UIMA SDK Overview

IBM’s Unstructured Information Management Architecture (UIMA) is an architecture and software framework for creating, discovering, composing and deploying a broad range of multi-modal analysis capabilities and integrating them with search technologies.

The UIMA framework provides a run-time environment in which developers can plug in and run their UIMA component implementations and with which they can build and deploy UIM applications. The framework is not specific to any IDE or platform.

The UIMA Software Development Kit (SDK) includes an all-Java implementation of the UIMA framework for the development, description, composition and deployment of UIMA components and applications. It also provides the developer with an Eclipse-based (www.eclipse.org) development environment that includes a set of tools and utilities for using UIMA.

This chapter is the intended starting point for readers that are new to the UIMA SDK. It includes this introduction and the following sections:

Chapter

Description

Overviews

UIMA SDK Overview (This Chapter)

Lists the documents provided in the UIMA SDK documentation set.

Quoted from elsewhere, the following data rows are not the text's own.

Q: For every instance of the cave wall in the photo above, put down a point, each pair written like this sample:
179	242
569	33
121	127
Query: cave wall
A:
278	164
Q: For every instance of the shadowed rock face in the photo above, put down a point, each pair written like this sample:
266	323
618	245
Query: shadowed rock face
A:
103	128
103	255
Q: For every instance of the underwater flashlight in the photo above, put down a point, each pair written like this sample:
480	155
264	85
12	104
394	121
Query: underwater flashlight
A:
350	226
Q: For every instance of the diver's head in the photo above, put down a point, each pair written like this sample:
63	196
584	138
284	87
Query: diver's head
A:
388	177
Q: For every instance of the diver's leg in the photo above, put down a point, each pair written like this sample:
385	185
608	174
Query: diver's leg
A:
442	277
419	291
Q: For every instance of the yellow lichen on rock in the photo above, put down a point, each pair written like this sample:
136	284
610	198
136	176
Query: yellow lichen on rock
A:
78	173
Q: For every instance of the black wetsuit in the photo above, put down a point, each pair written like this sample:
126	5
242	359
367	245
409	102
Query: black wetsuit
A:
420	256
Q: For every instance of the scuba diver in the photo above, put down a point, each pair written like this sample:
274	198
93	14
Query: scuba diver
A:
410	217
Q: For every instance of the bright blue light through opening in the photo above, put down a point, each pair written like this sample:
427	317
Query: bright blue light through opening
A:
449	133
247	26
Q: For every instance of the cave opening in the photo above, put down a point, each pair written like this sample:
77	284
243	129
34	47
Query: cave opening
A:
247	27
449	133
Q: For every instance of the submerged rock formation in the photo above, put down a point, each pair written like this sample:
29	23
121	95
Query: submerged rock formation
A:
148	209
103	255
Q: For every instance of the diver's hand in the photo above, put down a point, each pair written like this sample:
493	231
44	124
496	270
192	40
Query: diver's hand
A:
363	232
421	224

Provides a recommended path through the documentation for getting started using UIMA.

Includes release notes.

Provides a brief high-level description of the different software modules included in the UIMA SDK.

UIMA Conceptual Overview

Provides a broad conceptual overview of the UIMA component architecture making contextual references to the other documents in the UIMA SDK documentation set that provide more detail.

Setting up

UIMA Eclipse Tooling Installation and Setup

Provides step-by-step instructions for installing the UIMA SDK in the Eclipse Interactive Development Environment.

Developer's Guides

Annotator and AE Developer's Guide

Tutorial-style guide for building UIMA annotators and analysis engines. This chapter introduces the developer to creating type systems and using UIMA’s common data structure, the CAS or Common Analysis Structure. It demonstrates how to use built in tools to specify and create basic UIMA analysis components.

CPE Developer's Guide

Tutorial-style guide for building UIMA collection processing engines. These manage the analysis of collections of documents from source to sink.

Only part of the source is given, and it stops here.